Beirut Nightmares
- Author: Ghada Al-Samman
- Language: Arabic
- Genre: Novel
- Publisher: Ghada Al-Samman Publications
- Publication date: 1976
- Publication place: Lebanon
- Pages: 360

= Beirut Nightmares =

1976 novel by Ghada al-Samman

Beirut Nightmares (1976) is a novel written by Syrian author Ghada al-Samman. It was translated to several languages, including Russian (1987) and Polish (1984). The novel covers cultural, societal, political, religious, and psychological aspects, in addition to fantasy and magical realism through hallucinations, involving symbolism as a way to explain these aspects. Pauline Vinson explains that Samman's usage of symbolism is not only tied up to socio-political and historical conditions but is also let into the world of fantasy and the surreal, a style close to magic realism.

== Characters ==
- The narrator (the protagonist)
- Yousif (the narrator's deceased boyfriend)
- Shadi (the narrator's brother)
- Amm Fuad and his son, Amin (the narrator's neighbours)
- The pet shop owner
- "Death"

Source:

== Main idea ==

Source:

The novel is based upon the life of a woman (the narrator) during the Lebanese Civil War trapped in her flat for two weeks due to street battles and snipper fire, writing a series of vignettes formed into diaries. The diaries were split into different sections named "Nightmare" starting from "Nightmare 1" until "Nightmare 197".

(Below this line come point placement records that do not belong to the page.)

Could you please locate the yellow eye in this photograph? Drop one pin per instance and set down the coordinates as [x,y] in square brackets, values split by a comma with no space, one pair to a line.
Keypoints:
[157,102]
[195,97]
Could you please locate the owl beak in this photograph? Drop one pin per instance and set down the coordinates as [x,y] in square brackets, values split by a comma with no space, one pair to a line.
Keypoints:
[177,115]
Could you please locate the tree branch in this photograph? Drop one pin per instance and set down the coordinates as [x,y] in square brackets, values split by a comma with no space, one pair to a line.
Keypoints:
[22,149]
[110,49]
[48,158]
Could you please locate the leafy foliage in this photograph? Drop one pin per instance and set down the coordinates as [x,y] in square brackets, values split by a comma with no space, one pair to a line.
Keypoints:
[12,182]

She lived with her brother, Shadi, whom one day got arrested for "owning illegal weapons", leaving her with only her neighbours as company: the elderly, Amm Fuad, and his son, Amin.

The narrator digs deep into the layers of stress and anxiety towards hiding from snipers invading her home, along with the trauma resulting from war causing her to barely have the courage to even eat the meat of an animal. She illustrated the psychological aspects of the inner human kind contributing to war, where she'd make metaphors as she contemplated a group of domesticated animals gathered up in a nearby pet shop; she'd observe the way they're locked up, "waiting for their freedom", or the way they'd be hungry searching for food, and "might as well eat one another out of hunger".

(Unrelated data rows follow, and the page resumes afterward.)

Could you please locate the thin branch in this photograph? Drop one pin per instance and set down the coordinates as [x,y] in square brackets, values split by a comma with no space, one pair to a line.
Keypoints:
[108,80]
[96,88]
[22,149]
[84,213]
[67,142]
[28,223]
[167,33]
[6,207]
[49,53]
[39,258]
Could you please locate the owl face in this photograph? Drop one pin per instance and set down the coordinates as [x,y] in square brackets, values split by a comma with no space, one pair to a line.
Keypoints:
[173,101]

In addition, the narrator discussed the concept of war overall, and how she tended to despise "how humankind always refers to war and doesn't emphasise on the importance of peace"; the war that led to killing people from different religious views, including her boyfriend, Yousif. She'd wanted to fight this idea of war and the significance of bringing peace along instead of causing conflicts between people from different religious views. Furthermore, she'd consider herself as a "fighter with a pen and paper" and not a "fighter with a sword" in light of protesting against conducting war.

Also, she tended to reflect upon the writer's and intellectual's helplesness towards violence, where the only thing they have is a pen and paper, yet she eventually came upon writing thoughts that became "Beirut Nightmares".

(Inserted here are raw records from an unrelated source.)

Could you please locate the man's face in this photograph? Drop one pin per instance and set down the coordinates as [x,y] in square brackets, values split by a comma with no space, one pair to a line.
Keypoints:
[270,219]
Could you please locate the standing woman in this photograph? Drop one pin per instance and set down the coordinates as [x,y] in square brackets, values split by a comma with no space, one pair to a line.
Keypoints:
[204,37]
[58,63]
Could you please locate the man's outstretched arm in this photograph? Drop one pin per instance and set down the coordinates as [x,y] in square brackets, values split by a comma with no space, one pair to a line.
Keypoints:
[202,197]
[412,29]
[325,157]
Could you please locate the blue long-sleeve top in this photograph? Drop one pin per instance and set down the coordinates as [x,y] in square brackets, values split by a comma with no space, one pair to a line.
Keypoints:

The narrator also pointed out how the media used to cover news. She would see that snipers were surrounding houses and street battles were happening all day long, yet the radio presenter would only talk about the weather or "how blessed the country is today", which she considered as "biased and untruthful".

Moreover, nightmares throughout the novel included hallucinations, fairy-tale like, apart from actual nightmares or realities nightmarish in nature, for example, the little boy who escapes to Australia to make a fortune for his family. Along the way, he encounters Death, eager to tell his stories to anyone who will listen, and Death eventually lulls the boy into a never-ending sleep.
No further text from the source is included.